Humans arrived in Madagascar around 350 BCE, but did not cause the extinction of Pachylemur and the other giant lemurs immediately. Instead, many human-related factors, such as habitat loss, forest fragmentation, bushmeat hunting, and the introduction of invasive species, along with the gradual desiccation of certain parts of the island, caused their decline and eventual extinction over more than a millennium. The same factors threaten all living lemur species today.

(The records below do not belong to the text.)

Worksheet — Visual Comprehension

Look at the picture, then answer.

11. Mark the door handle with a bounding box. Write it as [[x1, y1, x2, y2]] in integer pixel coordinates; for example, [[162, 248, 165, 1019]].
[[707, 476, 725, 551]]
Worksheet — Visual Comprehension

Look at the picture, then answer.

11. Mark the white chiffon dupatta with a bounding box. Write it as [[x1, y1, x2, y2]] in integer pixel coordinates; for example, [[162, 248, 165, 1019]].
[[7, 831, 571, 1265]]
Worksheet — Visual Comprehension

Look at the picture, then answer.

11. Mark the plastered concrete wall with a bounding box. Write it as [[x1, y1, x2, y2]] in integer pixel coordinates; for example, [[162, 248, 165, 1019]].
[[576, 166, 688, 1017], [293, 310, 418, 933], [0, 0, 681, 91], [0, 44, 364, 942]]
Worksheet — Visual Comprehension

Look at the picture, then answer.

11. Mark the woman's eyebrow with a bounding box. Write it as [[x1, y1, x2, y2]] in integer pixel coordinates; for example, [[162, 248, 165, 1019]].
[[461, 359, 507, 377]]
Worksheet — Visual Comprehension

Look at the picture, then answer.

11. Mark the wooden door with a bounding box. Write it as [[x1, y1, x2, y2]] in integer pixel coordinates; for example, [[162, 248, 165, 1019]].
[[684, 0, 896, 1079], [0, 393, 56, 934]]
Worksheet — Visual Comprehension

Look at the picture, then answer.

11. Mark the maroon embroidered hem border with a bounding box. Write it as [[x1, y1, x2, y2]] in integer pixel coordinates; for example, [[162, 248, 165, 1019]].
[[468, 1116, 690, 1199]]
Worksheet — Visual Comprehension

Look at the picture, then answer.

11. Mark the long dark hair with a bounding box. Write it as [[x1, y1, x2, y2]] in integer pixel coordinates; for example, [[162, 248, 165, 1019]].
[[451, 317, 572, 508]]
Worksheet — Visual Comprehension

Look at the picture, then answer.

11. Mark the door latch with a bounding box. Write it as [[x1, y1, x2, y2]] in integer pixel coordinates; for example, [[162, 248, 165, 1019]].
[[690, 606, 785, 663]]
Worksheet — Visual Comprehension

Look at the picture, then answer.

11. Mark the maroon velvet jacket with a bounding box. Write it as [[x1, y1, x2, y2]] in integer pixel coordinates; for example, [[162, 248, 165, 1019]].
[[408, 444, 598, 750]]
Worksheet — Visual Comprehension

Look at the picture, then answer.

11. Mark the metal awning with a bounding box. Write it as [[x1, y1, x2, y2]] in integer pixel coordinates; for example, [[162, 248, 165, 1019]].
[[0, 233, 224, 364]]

The initial decline of Pachylemur began within 500 years of human colonization, but prior to the establishment of large human settlements. Hunting in the Central Highlands and the spiny thickets likely caused a substantial drop in its population. Large lemurs, including Pachylemur, survived in the Central Highlands, succulent woodlands, and spiny thickets until around 950 CE. Based on radiocarbon dating of subfossil remains collected as of 2010, the most recent remains of P. insignis out of 17 dated specimens came from Ankilibehandry in the succulent woodlands and dated between 680 and 780 CE. Of eight dated specimens, the most recent remains of P. jullyi came from Ampasambazimba in the Central Highlands and dated between 620 and 680 CE. Pachylemur is generally thought to have gone extinct between 680–960 CE, but remains of P. insignis have been found in Ankilitelo Cave (a pit cave in southwestern Madagascar), which is assumed to be less than 500 years old.